Loïc Peyrot

The λ-calculus is a mathematical model of functional programming languages, with an emphasis on function application. Variants of the calculus are of interest to model specific computational behaviors.

The atomic λ-calculus and the λ-calculus with generalized applications are two (independent) variants of the λ-calculus originating in computational interpretations of proof theory. While programming languages are built from specific deterministic evaluation strategies, the existing literature on the atomic λ-calculus and generalized applications only go over the general theory of the calculi. In particular, reduction of terms is unrestricted, and only analyzed qualitatively. This induces a gap between theory and practice, which we strive to diminish in this thesis.

Starting from the atomic λ-calculus, we isolate the most salient concept of its operational semantics, that we call node replication. This is a particular substitution procedure, which duplicates terms finely, one node of the syntax tree at a time. We follow up with λ-calculi with generalized applications. They use a ternary application constructor, adding a continuation to the usual binary application. In this work, we develop the operational theories built on node replication and generalized applications separately. For the two of them: On an operational level, we give several evaluation strategies, all observationally equivalent to the corresponding strategies in the λ-calculus. On a logical level, our approach is guided by quantitative types. We provide different type systems that inductively characterize semantic properties, but also give quantitative bounds on the length of reduction and the size of normal forms.

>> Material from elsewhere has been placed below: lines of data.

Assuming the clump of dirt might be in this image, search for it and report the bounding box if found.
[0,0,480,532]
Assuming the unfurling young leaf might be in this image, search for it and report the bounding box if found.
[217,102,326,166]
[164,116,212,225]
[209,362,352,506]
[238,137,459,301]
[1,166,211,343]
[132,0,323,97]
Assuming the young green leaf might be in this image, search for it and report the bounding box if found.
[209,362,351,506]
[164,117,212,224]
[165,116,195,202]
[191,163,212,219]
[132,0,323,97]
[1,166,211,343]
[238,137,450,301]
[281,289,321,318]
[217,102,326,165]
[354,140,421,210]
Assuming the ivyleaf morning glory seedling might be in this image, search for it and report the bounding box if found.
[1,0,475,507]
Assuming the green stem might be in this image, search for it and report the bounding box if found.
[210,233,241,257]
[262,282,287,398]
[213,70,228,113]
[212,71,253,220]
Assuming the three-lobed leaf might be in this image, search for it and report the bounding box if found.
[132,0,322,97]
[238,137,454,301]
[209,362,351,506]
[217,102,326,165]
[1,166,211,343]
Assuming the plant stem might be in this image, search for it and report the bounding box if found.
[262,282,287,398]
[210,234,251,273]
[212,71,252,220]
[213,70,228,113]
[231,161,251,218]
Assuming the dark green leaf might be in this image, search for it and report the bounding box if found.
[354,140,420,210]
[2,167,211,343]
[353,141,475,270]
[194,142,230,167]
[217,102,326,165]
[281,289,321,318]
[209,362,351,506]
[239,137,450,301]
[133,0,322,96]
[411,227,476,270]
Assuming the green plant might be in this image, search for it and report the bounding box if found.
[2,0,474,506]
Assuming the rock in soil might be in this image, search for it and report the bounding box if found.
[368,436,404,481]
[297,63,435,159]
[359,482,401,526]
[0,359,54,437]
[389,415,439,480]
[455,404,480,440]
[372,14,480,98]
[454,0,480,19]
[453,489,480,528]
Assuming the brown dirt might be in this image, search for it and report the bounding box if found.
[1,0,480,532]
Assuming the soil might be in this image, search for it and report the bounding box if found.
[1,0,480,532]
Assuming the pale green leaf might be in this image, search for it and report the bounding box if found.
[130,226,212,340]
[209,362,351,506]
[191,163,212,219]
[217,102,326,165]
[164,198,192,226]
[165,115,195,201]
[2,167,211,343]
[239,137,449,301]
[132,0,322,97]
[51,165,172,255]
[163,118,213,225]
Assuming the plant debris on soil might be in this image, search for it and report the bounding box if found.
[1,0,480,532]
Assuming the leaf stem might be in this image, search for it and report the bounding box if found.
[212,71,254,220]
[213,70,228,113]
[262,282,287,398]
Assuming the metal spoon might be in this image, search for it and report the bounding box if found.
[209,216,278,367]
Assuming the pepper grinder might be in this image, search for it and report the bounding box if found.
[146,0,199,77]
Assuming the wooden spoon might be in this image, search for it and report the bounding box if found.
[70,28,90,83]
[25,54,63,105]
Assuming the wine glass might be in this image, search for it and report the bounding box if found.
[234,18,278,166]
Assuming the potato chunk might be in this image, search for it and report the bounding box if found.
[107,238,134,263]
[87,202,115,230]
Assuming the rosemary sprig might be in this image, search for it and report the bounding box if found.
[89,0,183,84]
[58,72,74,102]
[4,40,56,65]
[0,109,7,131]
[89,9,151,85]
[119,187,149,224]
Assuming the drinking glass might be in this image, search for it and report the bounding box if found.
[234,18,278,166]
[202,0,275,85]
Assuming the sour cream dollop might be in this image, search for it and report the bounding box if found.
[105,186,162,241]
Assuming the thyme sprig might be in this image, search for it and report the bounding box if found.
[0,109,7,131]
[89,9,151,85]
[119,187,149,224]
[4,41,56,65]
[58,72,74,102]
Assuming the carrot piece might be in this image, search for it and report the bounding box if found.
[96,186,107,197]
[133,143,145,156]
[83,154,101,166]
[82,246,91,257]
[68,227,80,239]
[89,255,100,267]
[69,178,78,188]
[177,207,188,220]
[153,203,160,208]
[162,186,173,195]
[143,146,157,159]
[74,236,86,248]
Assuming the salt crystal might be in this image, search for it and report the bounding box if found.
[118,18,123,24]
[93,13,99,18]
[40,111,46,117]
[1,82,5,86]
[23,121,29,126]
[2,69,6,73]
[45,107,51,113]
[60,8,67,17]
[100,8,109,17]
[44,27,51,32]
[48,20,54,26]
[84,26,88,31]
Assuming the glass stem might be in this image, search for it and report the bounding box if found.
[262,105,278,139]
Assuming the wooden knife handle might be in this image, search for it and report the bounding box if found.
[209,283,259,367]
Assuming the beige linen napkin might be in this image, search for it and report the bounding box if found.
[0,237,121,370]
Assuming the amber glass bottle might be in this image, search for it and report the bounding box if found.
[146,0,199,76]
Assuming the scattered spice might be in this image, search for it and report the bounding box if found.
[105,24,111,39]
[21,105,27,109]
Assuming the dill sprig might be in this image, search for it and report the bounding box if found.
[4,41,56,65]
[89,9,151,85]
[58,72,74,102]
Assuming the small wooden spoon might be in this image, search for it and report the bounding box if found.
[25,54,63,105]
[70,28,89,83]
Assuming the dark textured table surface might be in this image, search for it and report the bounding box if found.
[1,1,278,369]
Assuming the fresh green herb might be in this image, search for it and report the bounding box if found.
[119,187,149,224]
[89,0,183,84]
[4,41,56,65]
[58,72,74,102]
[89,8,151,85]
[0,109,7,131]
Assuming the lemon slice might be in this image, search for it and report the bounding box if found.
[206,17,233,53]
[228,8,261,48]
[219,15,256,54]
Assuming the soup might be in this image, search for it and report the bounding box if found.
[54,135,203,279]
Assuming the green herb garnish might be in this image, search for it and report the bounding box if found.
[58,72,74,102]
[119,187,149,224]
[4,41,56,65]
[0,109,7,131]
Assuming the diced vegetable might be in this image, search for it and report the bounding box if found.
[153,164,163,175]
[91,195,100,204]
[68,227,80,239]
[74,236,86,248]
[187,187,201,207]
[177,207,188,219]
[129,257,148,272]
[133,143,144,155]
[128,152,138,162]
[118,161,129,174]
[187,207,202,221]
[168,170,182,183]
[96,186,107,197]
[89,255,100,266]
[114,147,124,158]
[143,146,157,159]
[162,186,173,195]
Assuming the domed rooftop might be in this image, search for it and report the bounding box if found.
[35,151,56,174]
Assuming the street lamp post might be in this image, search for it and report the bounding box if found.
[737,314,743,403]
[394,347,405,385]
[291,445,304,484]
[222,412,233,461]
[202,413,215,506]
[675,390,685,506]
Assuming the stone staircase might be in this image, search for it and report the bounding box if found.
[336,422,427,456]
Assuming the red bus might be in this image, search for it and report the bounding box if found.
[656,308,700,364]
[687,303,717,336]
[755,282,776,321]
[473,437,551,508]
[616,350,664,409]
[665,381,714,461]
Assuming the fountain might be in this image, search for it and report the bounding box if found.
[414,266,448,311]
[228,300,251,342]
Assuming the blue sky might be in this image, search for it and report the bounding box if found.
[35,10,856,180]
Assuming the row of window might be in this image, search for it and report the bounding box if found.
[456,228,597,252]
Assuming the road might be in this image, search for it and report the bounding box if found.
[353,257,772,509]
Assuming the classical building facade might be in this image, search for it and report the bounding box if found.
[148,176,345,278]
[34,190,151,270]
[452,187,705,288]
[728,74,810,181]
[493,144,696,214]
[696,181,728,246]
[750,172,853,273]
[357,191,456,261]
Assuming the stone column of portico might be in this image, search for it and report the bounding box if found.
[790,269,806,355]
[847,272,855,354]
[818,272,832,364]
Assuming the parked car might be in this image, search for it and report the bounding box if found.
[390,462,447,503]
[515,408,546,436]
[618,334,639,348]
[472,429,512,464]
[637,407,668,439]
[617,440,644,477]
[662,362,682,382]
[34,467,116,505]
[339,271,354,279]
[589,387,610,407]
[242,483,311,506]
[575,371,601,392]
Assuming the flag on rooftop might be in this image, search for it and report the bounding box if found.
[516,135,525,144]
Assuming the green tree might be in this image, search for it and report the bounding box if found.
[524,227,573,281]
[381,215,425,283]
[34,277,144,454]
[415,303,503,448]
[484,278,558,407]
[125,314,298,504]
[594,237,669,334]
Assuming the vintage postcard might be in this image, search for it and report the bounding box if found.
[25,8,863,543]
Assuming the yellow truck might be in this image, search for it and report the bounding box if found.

More precisely, in the first part of this thesis, we implement node replication by means of an explicit substitution calculus. We show in particular how node replication can be used to implement full laziness, a well-known evaluation strategy for functional programming languages like Haskell. We prove observational equivalence properties relating the fully lazy semantics with the standard ones. In the second part of the thesis, we start with an operational and logical characterization of solvability in λ-calculi with generalized applications. We show how this framework gives rise to a remarkable operational theory of call-by-value. The call-by-name characterization relies on an original calculus with generalized applications. We show in both cases that the operational semantics are compatible with a quantitative model, unlike the one of the original call-by-name calculus. We then prove essential properties of this new call-by-name calculus, and show observational equivalence with the original one.

Solvability is a key notion in the theory of call-by-name λ-calculus, used in particular to identify meaningful terms. However, adapting this notion to other call-by-name calculi, or extending it to different models of computation – such as call-by-value –, is not straightforward. In this paper, we study solvability for call-by-name and call-by-value λ-calculi with generalized applications, both variants inspired from von Plato’s natural deduction with generalized elimination rules. We develop an operational as well as a logical theory of solvability for each of them. The operational characterization relies on a notion of solvable reduction for generalized applications, and the logical characterization is given in terms of typability in an appropriate non-idempotent intersection type system. Finally, we show that solvability in generalized applications and solvability in the λ-calculus are equivalent notions.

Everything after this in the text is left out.